With police, us and an ambulance searching roadways near the bridge I realized we had the caller's cell phone number on our screen so I pulled out my phone and called.  When the hiker answered I could hear our siren in the background.

Then as the ambulance approached from another direction I was able to gauge proximity to the rigs.  I'm sure you remember this skill from Paramedic School.  It was after Cardiology but before pediatrics.  Our federal Q was closer than the ambulance's electric siren, so we had them slow and approach our location.With our knowledge of the construction area and the vague description of the hiker's surroundings "rocks and a fence" we were able to roughly estimate where they were.  A few minutes later, there we were, face to bloodied face.
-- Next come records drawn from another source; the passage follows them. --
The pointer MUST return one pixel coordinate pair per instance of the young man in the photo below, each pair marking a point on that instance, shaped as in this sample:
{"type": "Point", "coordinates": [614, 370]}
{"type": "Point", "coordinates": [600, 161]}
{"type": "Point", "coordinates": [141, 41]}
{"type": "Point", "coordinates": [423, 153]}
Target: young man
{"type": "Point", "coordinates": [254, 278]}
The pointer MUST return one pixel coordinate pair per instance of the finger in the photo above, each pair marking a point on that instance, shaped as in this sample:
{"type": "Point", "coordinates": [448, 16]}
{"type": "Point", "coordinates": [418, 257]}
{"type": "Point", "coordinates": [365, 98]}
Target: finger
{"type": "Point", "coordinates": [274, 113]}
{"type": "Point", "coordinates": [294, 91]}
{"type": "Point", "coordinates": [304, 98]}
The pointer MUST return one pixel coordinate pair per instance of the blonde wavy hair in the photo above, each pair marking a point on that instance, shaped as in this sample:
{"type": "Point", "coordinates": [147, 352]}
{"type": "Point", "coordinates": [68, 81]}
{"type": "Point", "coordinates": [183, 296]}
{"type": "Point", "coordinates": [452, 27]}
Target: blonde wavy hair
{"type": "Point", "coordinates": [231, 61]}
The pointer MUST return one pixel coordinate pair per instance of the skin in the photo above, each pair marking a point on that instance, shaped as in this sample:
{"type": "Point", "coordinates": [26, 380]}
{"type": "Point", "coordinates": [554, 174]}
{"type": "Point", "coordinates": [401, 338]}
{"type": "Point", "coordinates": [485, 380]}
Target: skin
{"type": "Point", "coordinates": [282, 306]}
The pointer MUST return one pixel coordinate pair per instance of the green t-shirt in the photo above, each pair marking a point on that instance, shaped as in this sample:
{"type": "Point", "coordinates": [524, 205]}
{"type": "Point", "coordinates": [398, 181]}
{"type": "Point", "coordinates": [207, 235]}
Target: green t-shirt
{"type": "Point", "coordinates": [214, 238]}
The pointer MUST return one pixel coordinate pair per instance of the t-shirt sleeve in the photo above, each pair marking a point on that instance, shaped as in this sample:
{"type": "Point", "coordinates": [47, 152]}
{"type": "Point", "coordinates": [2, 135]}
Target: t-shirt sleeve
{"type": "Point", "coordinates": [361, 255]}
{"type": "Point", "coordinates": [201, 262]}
The hiker thanked us and mentioned, "I was wondering if anyone was going to call me back or not."



Renee Roberts said…
Gotta love echolocation, EMS-style... We've used it a few times to locate injured patients.
Edward Koczan said…
Now imagine the old days before cell phones, when it was just a "recovery effort" due to the time lapse..  Well done!
Brian R. said…
Had a similar call where we did that with an unresponsive diabetic who called from his cell phone in his car in a packed parking lot. He passed out prior to us being able to locate him, so we used our sirens to determine if we were getting closer or farther away. 15 minutes of tracking and 1 amp of D50 later, he was off to eat lunch and so were we. =)
Hilinda said…
Fairly standard out here, to find lost hikers. Lights and sirens both can be a great help. Most recent one, they were behind a ridge, so couldn't see any lights and were hearing echos of the sirens. Took a bit longer, but we were able to find them by moving away from them until they couldn't hear anything, and moving back in more slowly. Since they were ambulatory, we also had them go to the top of the ridge. Even though ultimately it wasn't the direction they needed to get out, it provided much better ability to see and hear.
It was a miracle they had cell service, though. We were having blind spots for both cell phones and radios. Still, everyone managed to work together to get them out of the cold.